The shares of the world’s No. 1 social network touched a record high of $76.74 on Thursday after earnings and revenues easily topped analysts’ forecasts, boosting its market value to nearly $194 billion.
Facebook, which was founded in 2004 is now bigger than such decades old bellwethers as Coca-Cola and Disney. Facebook tops the Coca-Cola Co. by about $15 billion and Disney by more than $40 billion.
“A 100-year-old company with real assets versus a company admittedly with virtual assets and they are trading at the same market cap – crazy,” said Kim Forrest, senior equity research analyst at Fort Pitt Capital Group in Pittsburgh, according to mybroadband.
The speed of Facebook’s rise to mega-cap status is what’s notable. It took Apple Inc nearly three decades to achieve such a market value; Google Inc needed five years.
The gains represent a reversal of fortune for the social media company. After a botched IPO that infuriated investors in May 2012, the stock slumped, underperforming for 15 months before finally eclipsing its offering price of $38 in August 2013. Since then, Facebook shares have been unstoppable, doubling in less than a year.
Analysts argue that Facebook’s late 2012 rejuvenation of its mobile strategy is finally paying off. With over a billion mobile users globally and over 52 million users in Africa, they have brought a paradigm shift in the way retailing, social media and bundling virtually every other component of people’s lives.
Nonetheless, Facebook is the most visited website in Africa. On the other hand, Coca-Cola is the leading beverages company on the continent but that doesn’t save it from being toppled on the global market.

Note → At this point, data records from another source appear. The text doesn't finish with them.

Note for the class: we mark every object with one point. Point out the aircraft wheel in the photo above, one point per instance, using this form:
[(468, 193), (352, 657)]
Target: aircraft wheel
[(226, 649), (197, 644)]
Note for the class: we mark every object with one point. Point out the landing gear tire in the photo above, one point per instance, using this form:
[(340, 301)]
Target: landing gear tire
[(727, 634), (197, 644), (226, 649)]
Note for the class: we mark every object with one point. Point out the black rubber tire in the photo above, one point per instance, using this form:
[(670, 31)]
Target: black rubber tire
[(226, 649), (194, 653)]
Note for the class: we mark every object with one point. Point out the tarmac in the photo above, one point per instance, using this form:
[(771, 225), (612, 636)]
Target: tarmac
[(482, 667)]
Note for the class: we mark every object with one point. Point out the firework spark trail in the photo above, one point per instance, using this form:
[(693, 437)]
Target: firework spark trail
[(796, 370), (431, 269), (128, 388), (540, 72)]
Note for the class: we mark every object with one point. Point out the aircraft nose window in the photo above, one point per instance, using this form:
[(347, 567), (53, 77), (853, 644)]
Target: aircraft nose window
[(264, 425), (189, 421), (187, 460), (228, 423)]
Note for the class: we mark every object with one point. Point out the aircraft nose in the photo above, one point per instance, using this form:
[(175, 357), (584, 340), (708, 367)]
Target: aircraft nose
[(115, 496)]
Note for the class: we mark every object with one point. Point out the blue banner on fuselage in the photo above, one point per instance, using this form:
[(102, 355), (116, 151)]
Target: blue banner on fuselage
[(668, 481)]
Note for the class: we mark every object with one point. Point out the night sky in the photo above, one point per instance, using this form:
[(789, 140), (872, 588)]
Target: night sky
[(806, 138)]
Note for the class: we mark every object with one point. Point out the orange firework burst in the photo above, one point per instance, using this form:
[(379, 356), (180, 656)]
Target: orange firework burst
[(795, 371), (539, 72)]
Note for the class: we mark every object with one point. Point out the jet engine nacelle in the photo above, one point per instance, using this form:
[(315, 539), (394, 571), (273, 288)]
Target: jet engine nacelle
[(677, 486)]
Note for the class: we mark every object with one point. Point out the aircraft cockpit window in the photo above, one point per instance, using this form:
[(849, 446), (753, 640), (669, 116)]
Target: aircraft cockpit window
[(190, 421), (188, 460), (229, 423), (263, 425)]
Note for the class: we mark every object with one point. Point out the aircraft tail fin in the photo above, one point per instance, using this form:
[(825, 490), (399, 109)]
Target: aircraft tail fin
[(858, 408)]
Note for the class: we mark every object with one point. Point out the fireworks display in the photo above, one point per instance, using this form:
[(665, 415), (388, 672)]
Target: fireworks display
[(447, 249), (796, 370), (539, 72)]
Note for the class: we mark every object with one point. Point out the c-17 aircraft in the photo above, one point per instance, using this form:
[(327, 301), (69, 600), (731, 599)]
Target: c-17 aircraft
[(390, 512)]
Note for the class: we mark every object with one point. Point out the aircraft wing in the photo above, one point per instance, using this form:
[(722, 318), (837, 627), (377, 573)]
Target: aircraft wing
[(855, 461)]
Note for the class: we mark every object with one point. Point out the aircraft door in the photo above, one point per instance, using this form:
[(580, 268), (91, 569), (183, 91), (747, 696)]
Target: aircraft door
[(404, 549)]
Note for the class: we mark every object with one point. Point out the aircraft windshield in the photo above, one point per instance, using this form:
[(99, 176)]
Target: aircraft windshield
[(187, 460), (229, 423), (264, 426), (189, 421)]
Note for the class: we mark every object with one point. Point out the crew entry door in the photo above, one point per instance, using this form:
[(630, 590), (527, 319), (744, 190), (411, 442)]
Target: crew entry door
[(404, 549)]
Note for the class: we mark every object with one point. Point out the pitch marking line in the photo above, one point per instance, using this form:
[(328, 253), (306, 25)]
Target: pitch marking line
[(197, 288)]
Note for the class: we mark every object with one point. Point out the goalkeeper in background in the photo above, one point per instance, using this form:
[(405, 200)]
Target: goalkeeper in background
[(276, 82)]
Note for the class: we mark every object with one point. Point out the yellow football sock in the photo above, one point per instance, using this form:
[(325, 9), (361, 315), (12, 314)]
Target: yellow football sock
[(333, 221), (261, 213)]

Investors in Africa haven’t perhaps heard success stories of African companies that have had massive over the roof experiences. Not even those that have IPO’d on the International financial markets. That is why the recent wave of entrepreneurship evangelists like Telcom mogul Strive Masiyiwa are rooting for investments in technology above else. They want to see African founded companies climb the global ladder.